Now, it's not really cooling off, since it's spring! Well, with all the left over snow, it doesn't really look like spring break, but you get what I mean. Anyways, we started the class talking about how we're in the home stretch (That's right guys, there's only less than a month left before exams) and we need to start getting some practice in. There's about 72 exam questions we can work on (found over on the side here --->) and ideally, we should be getting in about 3 questions a day. Remember to not erase any of your work, that way, when you consult with Mr. K or other students, we can analyze the work to see where you went wrong (if you were wrong at all in the first place).

Anyways, let's get to the main stuff..

We started by finishing off last week's question about the roast. We found that k = 1/2ln(5/12)

So now that we know A and k, we can now solve for any time where t = time. So we then had to find how long would it take for the temperature of the roast to fall to 21 degrees Fahrenheit.

In place of T we put 21, because that's the temperature we want to find the time for, subtract it from 20. That leaves us with one. We move the 48 from the other side to isolate e^1/2ln(5/12). We then took the ln of both sides and solved for t and got approximately 8.844 hours.

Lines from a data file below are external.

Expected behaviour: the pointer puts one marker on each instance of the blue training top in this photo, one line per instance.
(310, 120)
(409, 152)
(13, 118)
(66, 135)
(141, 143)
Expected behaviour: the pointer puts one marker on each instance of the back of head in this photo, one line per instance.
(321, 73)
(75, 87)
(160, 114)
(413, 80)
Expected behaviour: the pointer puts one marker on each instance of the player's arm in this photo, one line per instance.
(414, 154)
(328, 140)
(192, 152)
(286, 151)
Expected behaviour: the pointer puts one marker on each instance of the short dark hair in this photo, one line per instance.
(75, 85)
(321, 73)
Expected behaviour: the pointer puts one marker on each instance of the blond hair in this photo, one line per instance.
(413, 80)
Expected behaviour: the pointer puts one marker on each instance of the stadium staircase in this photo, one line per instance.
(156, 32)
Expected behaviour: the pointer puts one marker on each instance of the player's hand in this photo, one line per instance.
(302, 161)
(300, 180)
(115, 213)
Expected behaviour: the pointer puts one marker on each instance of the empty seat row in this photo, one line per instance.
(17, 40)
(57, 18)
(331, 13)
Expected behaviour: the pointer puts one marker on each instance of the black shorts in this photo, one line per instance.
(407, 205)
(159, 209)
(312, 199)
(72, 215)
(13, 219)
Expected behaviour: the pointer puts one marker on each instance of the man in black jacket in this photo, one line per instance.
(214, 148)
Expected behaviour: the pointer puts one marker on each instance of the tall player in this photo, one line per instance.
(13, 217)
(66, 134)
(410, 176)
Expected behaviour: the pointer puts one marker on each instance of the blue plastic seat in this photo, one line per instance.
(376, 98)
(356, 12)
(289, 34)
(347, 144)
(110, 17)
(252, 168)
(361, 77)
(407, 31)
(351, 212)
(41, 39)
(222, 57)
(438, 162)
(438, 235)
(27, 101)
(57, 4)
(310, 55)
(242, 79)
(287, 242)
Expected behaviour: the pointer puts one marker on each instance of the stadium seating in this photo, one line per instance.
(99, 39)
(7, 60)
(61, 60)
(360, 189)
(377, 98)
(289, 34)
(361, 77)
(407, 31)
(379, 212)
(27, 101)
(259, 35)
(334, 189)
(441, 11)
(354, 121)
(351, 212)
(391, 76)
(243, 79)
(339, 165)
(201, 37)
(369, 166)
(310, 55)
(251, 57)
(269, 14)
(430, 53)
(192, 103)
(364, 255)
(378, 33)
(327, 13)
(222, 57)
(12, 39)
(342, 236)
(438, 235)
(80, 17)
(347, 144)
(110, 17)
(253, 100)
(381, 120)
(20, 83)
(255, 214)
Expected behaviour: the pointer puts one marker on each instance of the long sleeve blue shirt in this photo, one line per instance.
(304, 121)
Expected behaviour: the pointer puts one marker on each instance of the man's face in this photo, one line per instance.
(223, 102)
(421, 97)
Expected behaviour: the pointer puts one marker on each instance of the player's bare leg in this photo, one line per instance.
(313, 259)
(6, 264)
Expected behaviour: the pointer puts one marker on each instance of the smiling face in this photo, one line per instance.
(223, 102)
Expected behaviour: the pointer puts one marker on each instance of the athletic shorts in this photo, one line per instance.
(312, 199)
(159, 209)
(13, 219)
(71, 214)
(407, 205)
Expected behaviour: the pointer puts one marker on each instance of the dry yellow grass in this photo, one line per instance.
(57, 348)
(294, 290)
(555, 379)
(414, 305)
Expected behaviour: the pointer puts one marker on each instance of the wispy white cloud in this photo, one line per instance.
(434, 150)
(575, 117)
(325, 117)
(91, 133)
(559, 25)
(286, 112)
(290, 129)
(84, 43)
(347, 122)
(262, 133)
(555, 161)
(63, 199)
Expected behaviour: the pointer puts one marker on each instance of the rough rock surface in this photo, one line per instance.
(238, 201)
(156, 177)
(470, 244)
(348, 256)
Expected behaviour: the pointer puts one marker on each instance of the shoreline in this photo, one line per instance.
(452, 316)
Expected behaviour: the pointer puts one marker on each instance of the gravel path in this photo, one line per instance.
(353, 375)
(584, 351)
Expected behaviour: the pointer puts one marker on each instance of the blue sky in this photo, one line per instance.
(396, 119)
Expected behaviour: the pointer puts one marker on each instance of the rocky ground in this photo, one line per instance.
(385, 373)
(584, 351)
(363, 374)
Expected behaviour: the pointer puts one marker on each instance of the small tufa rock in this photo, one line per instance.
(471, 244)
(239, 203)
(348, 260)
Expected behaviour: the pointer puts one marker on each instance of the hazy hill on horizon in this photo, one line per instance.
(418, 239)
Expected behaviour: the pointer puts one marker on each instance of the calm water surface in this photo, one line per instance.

So next on slide 7, we started cooling soda's outside. So now we want to find how long would it take for the drinks to cool to 35 Degrees Fahrenheit. So now, we have some initial values that we can work with.

The temperature outside is 25 Degrees Fahrenheit(we checked the thermometer outside), and the temperature inside is 72 Degrees Fahrenheit. We put one of the cans outside for 30 minutes or 1/2(0.5) an hour and measured it's temperature to be 60 Degrees Fahrenheit.

So, T(30mins) = 60 Fahrenheit (or T(0.5hours) = 60 Fahrenheit), and T(0) = 72 Fahrenheit. Because the drink is cooling at a constant rate, we can make a function. dT/dt, where T = Temperature and t = Time.
dT/dt = k(T-25)

We antidifferentiated the function and let e^c = A. ( You will recall this procedure from the last scribe post).
So we want to know what k is. So we use T(0) = 72. The e^(k(0)) will become 1 and we're left with A. So 72 - 25 leaves us with 47. Now we have our A value. To find the k value, we now use (in this case) T(30) = 60.
So we get 60 - 25 = 47e^(k(30)). We then isolated e^30k by dividing 47 from both sides. We now have 35/47 = e^30k. Finding k, we find the ln of both sides and now have 1/30ln(35/47) = k. Using the calculator, we find that k is approximately -0.0098.

So now that we have k and A, we can now find the time it takes for the drinks to cool to 35 Degrees Fahrenheit. So we set up the equation above. The first two lines are pretty straight forward, so I'll just tell you what's happening in the last three.
After plugging and chugging, we get 10/47 = e^-o.0098t and take the ln of both sides to get ln(10/47) = -0.0098t. Divide 0.0098 from both sides and you get t is approximately 157.486. Now that's not a pretty number to say unless you're talking movies, so, we convert it to be 2 hours, 32 minutes and 30 seconds. Voila!

Homework is Exercise 9.4.

Next scribe is Paul.

Now I gotta jet. Bye.

~Rence - Out

1 comment:

Lani said...

Hi there,

Now that you're on the homestretch, which IMHO is absolutely no time for cooling off, what plans and strategies are you using to assure that you can achieve to your highest potential? other than practicing?